Oceus Networks
- Industry: 4G, Broadband
- Founded: January 2011
- Headquarters: Reston, Virginia, United States (Near Washington, District of Columbia)
- Area served: Commercial, Government, Military

= Oceus Networks =

Oceus Networks is a telecommunications company that provides mobile and fixed broadband network infrastructure. Oceus Networks is the approved exclusive provider of Ericsson communications technologies for certain segments of the U.S. federal government and the non-exclusive supplier to government agencies worldwide. It was founded in 2011 when Ericsson sold part of their business to a private equity firm.

==Xiphos==
In 2011, Oceus Networks launched Xiphos, a broadband network that can be set up in remote locations. Xiphos is a scalable system, letting users deploy small systems when small teams are operating in remote environments.

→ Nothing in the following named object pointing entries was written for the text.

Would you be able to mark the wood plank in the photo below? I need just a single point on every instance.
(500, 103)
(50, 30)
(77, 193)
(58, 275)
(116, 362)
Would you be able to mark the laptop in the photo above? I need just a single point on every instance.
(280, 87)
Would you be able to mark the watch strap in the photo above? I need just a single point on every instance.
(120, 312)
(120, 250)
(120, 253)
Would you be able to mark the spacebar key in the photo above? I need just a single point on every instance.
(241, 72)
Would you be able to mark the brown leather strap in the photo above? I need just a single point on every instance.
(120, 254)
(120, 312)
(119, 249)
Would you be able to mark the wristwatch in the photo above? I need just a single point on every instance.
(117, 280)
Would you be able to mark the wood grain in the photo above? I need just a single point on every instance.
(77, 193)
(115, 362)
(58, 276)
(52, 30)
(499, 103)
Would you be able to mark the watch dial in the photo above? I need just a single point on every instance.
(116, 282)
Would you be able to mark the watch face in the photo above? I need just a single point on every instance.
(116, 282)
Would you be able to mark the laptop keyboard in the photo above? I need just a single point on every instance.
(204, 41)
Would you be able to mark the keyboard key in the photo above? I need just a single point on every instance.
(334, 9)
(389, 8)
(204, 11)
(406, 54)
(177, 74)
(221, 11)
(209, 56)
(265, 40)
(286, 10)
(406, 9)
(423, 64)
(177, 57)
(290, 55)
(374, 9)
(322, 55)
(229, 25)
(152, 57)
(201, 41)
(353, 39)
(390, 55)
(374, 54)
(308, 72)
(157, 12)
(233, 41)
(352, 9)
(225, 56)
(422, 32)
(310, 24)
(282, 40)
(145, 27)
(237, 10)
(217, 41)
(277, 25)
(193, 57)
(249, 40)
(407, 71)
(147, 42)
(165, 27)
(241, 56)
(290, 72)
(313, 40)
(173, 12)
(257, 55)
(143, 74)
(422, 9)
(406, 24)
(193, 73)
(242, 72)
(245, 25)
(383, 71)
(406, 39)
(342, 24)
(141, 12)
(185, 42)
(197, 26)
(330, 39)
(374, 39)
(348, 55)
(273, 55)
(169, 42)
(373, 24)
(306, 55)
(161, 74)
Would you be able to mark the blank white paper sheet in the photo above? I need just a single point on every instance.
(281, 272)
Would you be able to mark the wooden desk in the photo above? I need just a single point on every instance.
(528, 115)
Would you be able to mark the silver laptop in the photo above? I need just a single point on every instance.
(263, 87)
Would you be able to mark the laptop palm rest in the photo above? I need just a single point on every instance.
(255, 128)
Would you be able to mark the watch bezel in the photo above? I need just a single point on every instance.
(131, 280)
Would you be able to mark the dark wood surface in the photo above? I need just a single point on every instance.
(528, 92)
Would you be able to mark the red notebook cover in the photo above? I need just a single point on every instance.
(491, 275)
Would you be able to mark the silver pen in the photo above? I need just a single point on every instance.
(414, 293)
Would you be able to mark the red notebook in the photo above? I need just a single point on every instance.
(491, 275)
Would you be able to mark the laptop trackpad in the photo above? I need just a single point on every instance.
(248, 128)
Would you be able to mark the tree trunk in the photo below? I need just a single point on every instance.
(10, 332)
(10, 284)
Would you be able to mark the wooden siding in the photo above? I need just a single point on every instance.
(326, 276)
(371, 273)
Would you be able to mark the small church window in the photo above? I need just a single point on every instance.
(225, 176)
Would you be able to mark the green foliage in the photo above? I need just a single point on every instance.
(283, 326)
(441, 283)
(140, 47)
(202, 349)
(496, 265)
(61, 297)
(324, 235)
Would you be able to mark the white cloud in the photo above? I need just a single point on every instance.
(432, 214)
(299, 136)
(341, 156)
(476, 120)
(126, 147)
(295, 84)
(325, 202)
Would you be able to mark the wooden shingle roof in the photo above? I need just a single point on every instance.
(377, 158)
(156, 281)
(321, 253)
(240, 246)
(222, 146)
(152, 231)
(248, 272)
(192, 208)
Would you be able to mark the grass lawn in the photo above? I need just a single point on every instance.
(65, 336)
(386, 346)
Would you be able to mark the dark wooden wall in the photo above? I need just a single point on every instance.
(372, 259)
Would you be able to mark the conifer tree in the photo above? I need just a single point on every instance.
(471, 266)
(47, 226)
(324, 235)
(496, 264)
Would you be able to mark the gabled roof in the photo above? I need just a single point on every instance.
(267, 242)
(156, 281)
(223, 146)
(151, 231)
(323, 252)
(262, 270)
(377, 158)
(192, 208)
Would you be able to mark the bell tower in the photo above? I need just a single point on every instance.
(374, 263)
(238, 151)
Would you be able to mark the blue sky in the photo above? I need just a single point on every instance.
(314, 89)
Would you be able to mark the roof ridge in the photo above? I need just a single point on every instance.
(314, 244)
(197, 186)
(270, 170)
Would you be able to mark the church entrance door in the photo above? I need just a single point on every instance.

On April 2, 2012 Oceus announced the availability of its new expanded fourth-generation (4G) Long Term Evolution (LTE) family of fully interoperable solutions that enable secure high-speed, high-capacity, voice, video and data transmissions.
Xiphos R2 now provides: nearly unlimited coverage when used in a network of systems, support for up to ‘no practical limit’ of subscribers, up to a thousand concurrent user sessions per system.